Le conseil d'établissement de l'école a donc appris mercredi soir que les élèves devront être déplacés dès l'an prochain. « Notre priorité, c'est que les élèves restent dans NDG, à proximité de leurs résidences et des activités parascolaires », dit la présidente de la CSDM, Catherine Harel-Bourdon.

Le hic : les autres écoles de l'arrondissement Côte-des-Neiges - Notre-Dame-de-Grâce sont surpeuplées et ne peuvent accueillir les quelque 300 élèves de Sainte-Catherine-de-Sienne pendant les travaux, qui devraient durer au moins deux ans. Les besoins d'espace dans ces quartiers sont tels que la CSDM songe à profiter de la tenue des travaux pour agrandir l'école Sainte-Catherine-de-Sienne.

Collaborer avec la CSEM

Pour éviter que les élèves aient à se disperser dans des écoles loin de chez eux (comme dans le Sud-Ouest), la CSDM aimerait les déménager, le temps des travaux, dans l'école secondaire anglophone voisine (Outreach/Focus), qui appartient à la Commission scolaire English Montreal (CSEM).

À la CSEM, on indique que toute demande du genre doit être traitée par les instances de la commission scolaire. À première vue, le porte-parole Michael Cohen doute cependant qu'il y ait assez d'espace dans l'école de la CSEM pour accueillir les enfants.

Quarante-sept adolescents en difficulté étudient aux écoles Outreach et Focus, spécialisées pour ce type de clientèle. « Nous utilisons tout l'espace disponible, car les classes sont de petite taille et il y a des salles réservées à des activités particulières et nécessaires pour ces élèves », explique Michael Cohen.

En septembre, Catherine Harel-Bourdon a écrit à son homologue de la CSEM, Angela Mancini, pour sonder son ouverture à accueillir dans ses écoles (rarement pleines) des élèves de la CSDM pendant de grands travaux.

En 2012, l'école St. Dorothy (Saint-Michel) a accepté de partager ses locaux avec la CSDM. Les écoles John Cabato (Ahuntsic) et St. Monica (NDG) ont pour leur part refusé dans le passé de partager leurs locaux avec le réseau francophone, arguant qu'elles n'avaient pas assez d'espace.

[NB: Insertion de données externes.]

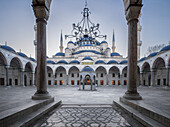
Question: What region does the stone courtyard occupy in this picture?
[0,86,170,127]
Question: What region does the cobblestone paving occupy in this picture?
[41,106,131,127]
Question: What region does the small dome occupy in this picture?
[57,60,68,64]
[160,45,170,52]
[17,52,27,58]
[110,52,120,56]
[82,56,93,61]
[148,52,158,57]
[70,60,80,64]
[29,57,36,62]
[47,60,55,64]
[68,41,74,44]
[96,41,100,45]
[107,60,118,64]
[73,50,101,55]
[120,60,127,64]
[55,52,65,56]
[139,57,146,62]
[82,44,93,46]
[95,60,106,64]
[1,45,15,52]
[82,67,94,72]
[100,41,107,44]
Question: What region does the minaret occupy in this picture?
[59,30,64,52]
[112,30,116,52]
[34,24,37,60]
[137,13,142,60]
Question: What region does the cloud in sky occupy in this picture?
[0,0,170,57]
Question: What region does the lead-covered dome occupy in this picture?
[57,60,68,64]
[107,60,118,64]
[100,41,107,44]
[110,52,120,56]
[70,60,80,64]
[160,45,170,52]
[47,60,55,64]
[82,56,93,61]
[17,52,28,58]
[55,52,65,56]
[120,60,128,64]
[82,67,94,72]
[95,60,106,64]
[148,52,158,57]
[0,45,15,53]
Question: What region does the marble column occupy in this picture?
[20,69,25,87]
[106,74,109,85]
[32,0,51,100]
[66,74,68,85]
[6,66,10,86]
[166,66,170,86]
[123,0,142,100]
[151,69,155,86]
[120,74,123,86]
[31,72,35,86]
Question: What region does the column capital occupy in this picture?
[32,0,52,22]
[123,0,143,23]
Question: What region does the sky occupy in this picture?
[0,0,170,57]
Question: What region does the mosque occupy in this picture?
[0,5,170,86]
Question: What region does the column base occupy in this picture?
[123,91,142,100]
[32,92,51,100]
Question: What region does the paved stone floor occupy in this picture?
[40,105,131,127]
[0,86,170,127]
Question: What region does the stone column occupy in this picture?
[20,69,25,87]
[151,69,155,86]
[106,73,109,85]
[120,74,123,86]
[6,66,10,86]
[31,72,35,86]
[32,0,51,100]
[166,66,170,86]
[66,74,68,85]
[123,0,142,100]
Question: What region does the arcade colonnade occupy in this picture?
[0,48,170,86]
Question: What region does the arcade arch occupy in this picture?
[54,66,67,85]
[108,66,121,85]
[68,66,80,85]
[96,66,107,85]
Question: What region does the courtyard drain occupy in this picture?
[41,105,131,127]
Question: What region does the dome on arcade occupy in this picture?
[55,52,65,56]
[68,41,74,44]
[57,60,68,64]
[29,57,36,62]
[70,60,80,64]
[17,52,28,58]
[110,52,120,56]
[107,60,118,64]
[47,60,55,64]
[73,50,102,55]
[160,45,170,52]
[0,45,15,52]
[82,56,93,61]
[95,60,106,64]
[120,60,127,64]
[139,57,146,62]
[82,67,94,72]
[148,52,158,57]
[100,41,107,44]
[96,41,100,45]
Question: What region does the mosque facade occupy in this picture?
[0,6,170,86]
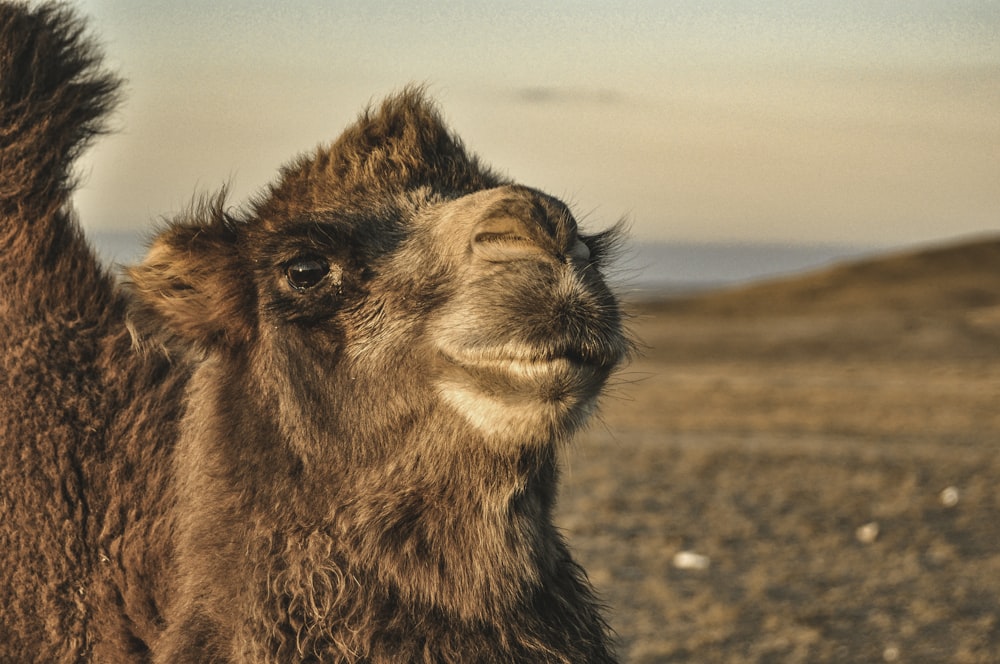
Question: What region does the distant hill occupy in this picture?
[633,237,1000,361]
[648,237,1000,314]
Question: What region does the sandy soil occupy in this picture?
[559,240,1000,663]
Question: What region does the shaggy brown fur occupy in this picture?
[0,3,626,663]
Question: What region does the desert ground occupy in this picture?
[559,240,1000,663]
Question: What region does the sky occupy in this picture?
[76,0,1000,247]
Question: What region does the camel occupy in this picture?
[0,2,630,663]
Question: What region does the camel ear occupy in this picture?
[127,210,254,352]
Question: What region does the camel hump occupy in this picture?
[0,2,119,215]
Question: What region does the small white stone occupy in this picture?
[674,551,712,570]
[854,521,878,544]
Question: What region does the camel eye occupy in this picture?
[285,258,330,290]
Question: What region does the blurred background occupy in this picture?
[77,0,1000,285]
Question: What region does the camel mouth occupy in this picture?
[439,349,619,379]
[438,349,616,405]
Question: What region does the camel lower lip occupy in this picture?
[445,355,578,377]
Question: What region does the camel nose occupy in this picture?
[472,189,590,263]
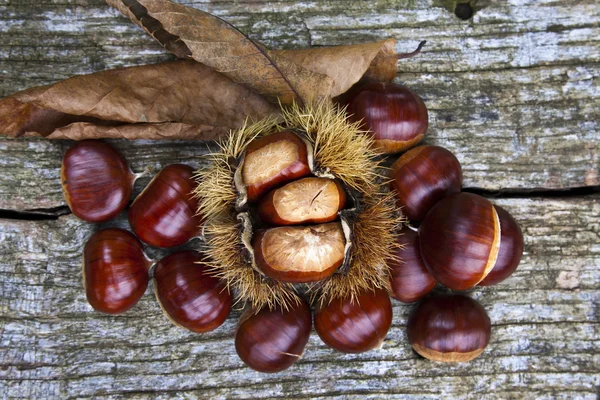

Hier, la CSDM a écrit au ministère de l'Éducation pour demander le financement nécessaire pour les travaux et pour exprimer son souhait de collaborer avec la Commission scolaire English Montreal. Au cabinet du ministre Yves Bolduc, on « en train de brosser le portrait de la situation ». L'attachée de presse du ministre, Yasmine Abdelfadel, rappelle que « la CSDM est responsable de son organisation scolaire et doit donc trouver les solutions pour relocaliser les élèves ». Soulignons qu'en 2000, le gouvernement péquiste a voté une loi (111) qui a permis de forcer la CSEM à céder à la CSDM l'école Emily Carr, dans Saint-Michel.

Les problèmes de qualité de l'air et de vétusté ont provoqué à ce jour à la CSDM la fermeture des écoles Saint-Gérard, Baril, Hochelaga, des Nations et Sainte-Lucie.